“SUNGGUH AKU BENAR-BENAR DIANUGERAHI CINTA PADA KHADIJAH”


Oleh : Candiki Repantu

screenshot_2020-05-04-10-02-57-179_com.opera_.mini_.native

Pepatah Arab mengatakan “alhubbu awwaluhu dzikrun wa akhiruhu fikrun“, Cinta, awalnya adalah ucapan dan akhirnya adalah memikirkan. Artinya ketika jatuh cinta maka seseorang akan senantiasa menyebut-nyebut nama kekasihnya yang telah melekat dalam jiwa dan pikirannya. Begitulah yang dilakukan Nabi Saw atas diri isteri tercintanya Ummul Mukminin Sayidah Khadijah al-Kubra ra. Beliau senantiasa mengingat dan menyebutnya dalam berbagai kesempatan. Sayidah Aisyah ra pernah berkata, “Aku tidak pernah cemburu kepada seorangpun dari istri Nabi saw, seperti kecemburuanku kepada Khadijah, walaupun aku tidak pernah bertemu dengannya. Hal ini karena, seringnya beliau menyebut-nyebut dirinya.” (Sunan at-Tirmidzi, no. 3810). Itulah pesona Khadijah, yang namanya senantiasa terucap dari lisan dan terukir di dalam hati nabi yang mulia.

Sayidah Khadijah ra tidak dibanggakan nabi karena kecantikannya, tapi dibanggakan karena kemuliaan pekertinya. Kepribadiannya, keimanan, pengorbanan, ketulusan, dan kedermawanannya, tak pernah hilang dari ingatan Nabi Saw. Kepada isteri-isterinya, Nabi saw pernah menegaskan bahwa tidak ada satupun dari mereka yang dapat menggantikan posisi Khadijah di sisinya. Api kerinduan Nabi Saw pada Khadijah tak pernah padam sekalipun jasadnya telah terpendam.
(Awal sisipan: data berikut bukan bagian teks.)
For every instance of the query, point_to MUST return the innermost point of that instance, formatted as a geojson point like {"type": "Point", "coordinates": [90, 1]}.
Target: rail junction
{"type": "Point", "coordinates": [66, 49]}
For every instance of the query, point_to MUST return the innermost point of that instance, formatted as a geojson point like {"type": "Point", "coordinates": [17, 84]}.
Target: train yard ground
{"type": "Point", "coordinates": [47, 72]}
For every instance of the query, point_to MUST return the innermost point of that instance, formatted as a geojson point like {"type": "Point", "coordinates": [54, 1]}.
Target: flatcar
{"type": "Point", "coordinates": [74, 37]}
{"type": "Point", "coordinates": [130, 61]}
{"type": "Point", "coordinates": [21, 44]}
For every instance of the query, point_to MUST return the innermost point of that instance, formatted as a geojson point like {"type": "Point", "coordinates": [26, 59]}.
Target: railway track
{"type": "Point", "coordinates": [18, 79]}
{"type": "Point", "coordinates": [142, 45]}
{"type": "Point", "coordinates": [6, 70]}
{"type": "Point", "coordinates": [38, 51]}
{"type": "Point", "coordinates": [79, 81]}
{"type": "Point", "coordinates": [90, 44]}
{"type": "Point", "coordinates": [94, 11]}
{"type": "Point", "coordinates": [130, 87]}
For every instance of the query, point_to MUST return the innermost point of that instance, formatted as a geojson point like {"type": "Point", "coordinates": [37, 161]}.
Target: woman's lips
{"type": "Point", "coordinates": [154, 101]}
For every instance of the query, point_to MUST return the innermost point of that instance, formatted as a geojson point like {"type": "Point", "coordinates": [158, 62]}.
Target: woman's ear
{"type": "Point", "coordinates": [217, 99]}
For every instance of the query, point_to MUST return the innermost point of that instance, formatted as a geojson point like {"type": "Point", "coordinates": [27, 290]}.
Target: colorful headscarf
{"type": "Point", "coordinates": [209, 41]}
Itulah pesona Khadijah, cinta pertama nabi.

Imam Muslim dalam kitab shahihnya meriwayatkan dari Sayidah Aisyah sebagaira yang berkata :

وَكَانَ رَسُولُ اللَّهِ صَلَّى اللَّهُ عَلَيْهِ وَسَلَّمَ إِذَا ذَبَحَ الشَّاةَ فَيَقُولُ أَرْسِلُوا بِهَا إِلَى أَصْدِقَاءِ خَدِيجَةَ قَالَتْ فَأَغْضَبْتُهُ يَوْمًا فَقُلْتُ خَدِيجَةَ فَقَالَ رَسُولُ اللَّهِ صَلَّى اللَّهُ عَلَيْهِ وَسَلَّمَ إِنِّي قَدْ رُزِقْتُ حُبَّهَا

“Pernah, pada suatu ketika, Rasulullah saw menyembelih kambing, beliau berkata: ‘Berikanlah sebagian daging kambing kepada teman-teman Khadijah!’. Maka aku marah kepada Rasul saw sambil berkata; Khadijah?” Maka beliau berkata: “Sungguh aku benar-benar telah dianugerahi cinta Khadijah.” (Shahih Muslim, no. 4464)

Jadi, jika ada yang bertanya kenapa Rasul Saw senantiasa menyebut dan mengingat Sayidah Khadijah as? Jawablah seperti nabi menjawabnya, “Inni qad rujiqtu hubbaha“, karena nabi benar-benar dianugerahi cinta kepada khadijah.  Dalam kecemburuan yang meliputi sukma, Sayidah Aisyah ra melukiskan besarnya kecintaan Nabi saw kepada Sayidah Khadijah dengan ungkapan yang indah :

كَأَنَّهُ لَمْ يَكُنْ فِي الدُّنْيَا امْرَأَةٌ إِلاَّ خَدِيْجَة_

Seakan-akan di dunia ini tidak ada lagi wanita selain Khadijah“.

Itulah pesona Khadijah. Cinta Rasul padanya adalah anugerah terindah dari Tuhan Yang Maha Cinta.

Salam atasmu wahai Ummul mukminin

Salam atasmu wahai isteri sayyidil Mursalin

Salam atasmu wahai ummi Fatimah Zahra, penghulu wanita semesta alam

Salam atasmu wahai wanita yang pertama beriman

Salam atasmu wahai Khadijatul kubra warahmatullah wa barakatuh.